## EC Notebook for Lecture 30: Linear Regression

This extra credit Python notebook will let you practice the material you saw in lecture.  Completing all parts of this notebook will earn +1 extra credit point to your grade in STAT 107! :)

This notebook is worth +1 if turned in before 11:30 am on **Friday, Nov. 8** *(30 minutes before the next STAT 107 lecture)*.  You can feel free to complete it anytime for extra practice.

## Linear Regression

In today's lecture, we learned the basic idea and concept of the linear regression.

Intuition: The basic idea of trying to fit a line as closely as possible to as many points as possible is known as linear regression. The most common technique is to try to fit a line that minimizes the squared distance to each of those points. This technique is known as the OLS or Ordinary Least Squares Regression. 

In the following, we will use **diamond** dataset and fit the linear regressions.

##  1. Regression Equation

In the class, we learned that the we can describle our regression via an equation in slope-intercept form since it is estimated from a sgraight line. Thus, one way to make predictions is by using the regression equation, i.e. calculate the slope and intercept by the definition:

Slope of the regression line: $r*(\text{SD of y})/(\text{SD of x})$.  
Intercept of the regression line: $(\text{average of y}) - slope*(\text{average of x})$

In the following, please use the formula to calculate the slope and intercept to fit the linear regession by using `price` as dependent variable and `depth` as independent variable.

In [1]:
# Keep in mind import diamonds dataset as df
import pandas as pd 
df = pd.read_csv('Diamonds.csv')

mean_depth = df['depth'].mean()
sd_depth = df['depth'].std()
mean_price = df['price'].mean()
sd_price = df['price'].std()
df['z_depth'] = (df['depth'] - mean_depth) / sd_depth
df['z_price'] = (df['price'] - mean_price) / sd_price
df['z_product'] = df['z_depth'] * df['z_price']
r = df['z_product'].sum() / (len(df['z_product']) - 1)

sd_x = sd_depth
sd_y = sd_price


In [2]:
slope = r*(sd_y)/sd_x
intercept = mean_price - slope*mean_depth


In [3]:
## == TEST CASES for 1 ==
# - This read-only cell contains test cases for your previous cell.
# - If this cell runs without any error our output, you PASSED all test cases!
# - If this cell results in any errors, check you previous cell, make changes, and RE-RUN your code and then this cell.
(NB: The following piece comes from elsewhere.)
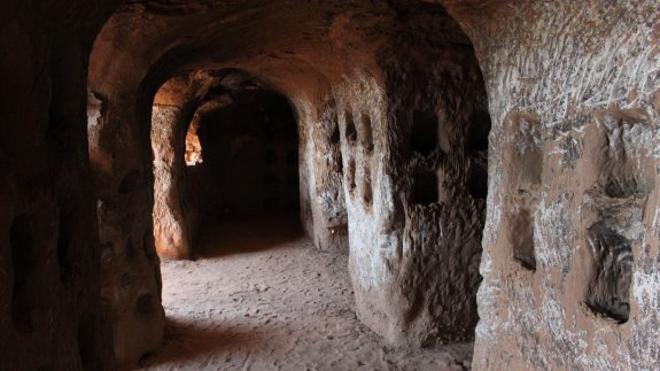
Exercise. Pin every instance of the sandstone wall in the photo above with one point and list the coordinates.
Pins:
(571, 253)
(50, 308)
assert(round(slope,5) == -29.64997), "The slope is incorrect."
assert(round(intercept,5) == 5763.66772), "The intercept is incorrect."

## == SUCCESS MESSAGE ==
# You will only see this message (with the emoji showing) if you passed all test cases:
tada = "\N{PARTY POPPER}"
print(f"{tada} All tests passed! {tada}")
print()

🎉 All tests passed! 🎉



##  2. Building a Linear Regression in Python

In the class, we also learned how ot use the scikit-learn (sklearn) Python library for fitting the linear regression in Python. 


In the following, we still focus on the *diamond* dataset, but we do not use the defintion of the slope and intercept by the regression equation. We directly use scikit to fit the linear regression and make prediction!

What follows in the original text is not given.